Abbiamo già avuto modo di incontrare le illustrazioni di Michele Rocchetti nella recensione di Quellilà e sono contenta che quest'anno sia stato selezionato per la mostra degli illustratori di Bologna. Le due anime di graphic designer e illustratore si fondono in un stile molto particolare ed unico: andate a sbirciare il suo sito e guardate quali sono i tesori che metterebbe in valigia.
In attesa di vedere alla Bologna Children's Book Fair le sue tavole esposte alla mostra degli illustratori, ecco cosa ha risposto alle nostre domande. Grazie!

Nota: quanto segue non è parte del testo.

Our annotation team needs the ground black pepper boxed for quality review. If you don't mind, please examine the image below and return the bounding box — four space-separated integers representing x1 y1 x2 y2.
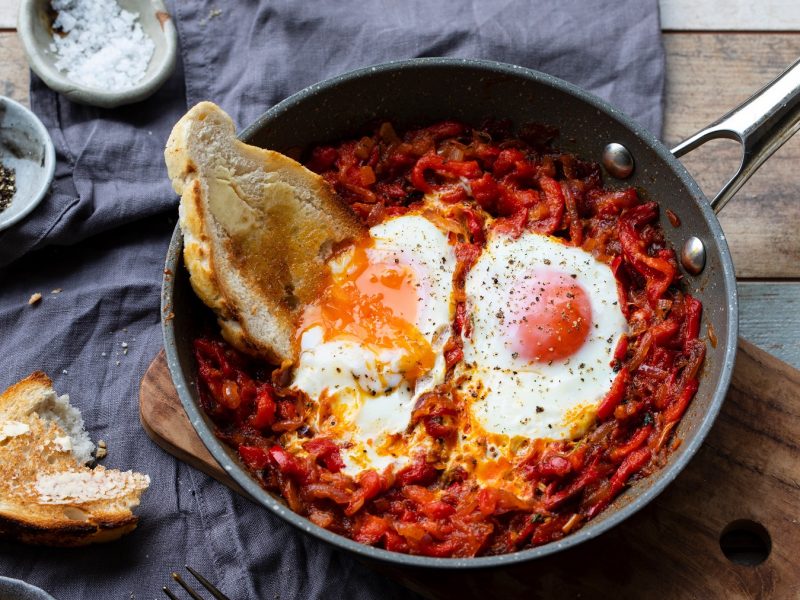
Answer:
0 163 17 212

1) Che cosa significa per te illustrare?
Illustrare significa per me dare una forma personale a linguaggi altri, come la narrazione, il concetto, la scienza financo la poesia. L’illustrazione è il mezzo attraverso il quale posso manipolare la realtà rappresentata , cercando di aprire finestre su mondi verosimili, realistici o fantasiosi.
2) In che modo lavori?
Solitamente il mio lavoro si muove su due strade: la commissione di un cliente o un editore, dove cerco di intercettare le aspettative del committente mediandole con la mia sensibilità, oppure lo sviluppo di un progetto personale. Quest’ultimo scaturisce sempre da una sensazione di entusiasmo verso
qualcosa, penso di poterla definire ispirazione e intuizione. In entrambi i casi, dopo un brainstorming istintuale, inizia una fase di ricerca più oculata e razionale. Facendo un paragone “fisiologico” sento la necessità di metabolizzare zuccheri e carboidrati prima della corsa: immagini, testi, film, opere d’arte in generale. Spesso il percorso presenta imprevisti e raramente posso dire di concretizzare l’obiettivo immaginato in principio. Nel tempo ho maturato l’idea che a fronte di una rotta chiara da seguire, la casualità gioca un ruolo di aiutante, nascondendo indizi e suggerimenti e aprendo una fessura giocosa in un percorso che cammina sul filo della “procedura”. Ci sono giorni o periodi in cui mi capita di girare in tondo, mi muovo senza arrivare da nessuna parte, è una sensazione che mi angoscia e che fa parte delle difficoltà di questa professione, fatta sì, di arte e fantasia, ma anche di logiche di mercato,
concorrenza, standard e aspettative.
3) Che cosa ami del tuo lavoro?
Del mio lavoro amo il privilegio di poter dare una forma originale e personale a qualcosa che non c’è o che esiste in altra forma. La possibilità di combinare colori e volumi realizzando un piccolo mondo immaginario fatto di carta stampata o di pixel è prima di tutto un modo per esplorare ciò che mi piace e
le possibilità di concretizzarlo. Quando la soddisfazione per un lavoro finito incrocia l’apprezzamento del pubblico, si chiude il cerchio, si esce dall’autoreferenzialità e ci si gode una piccola e scanzonata parentesi di felicità.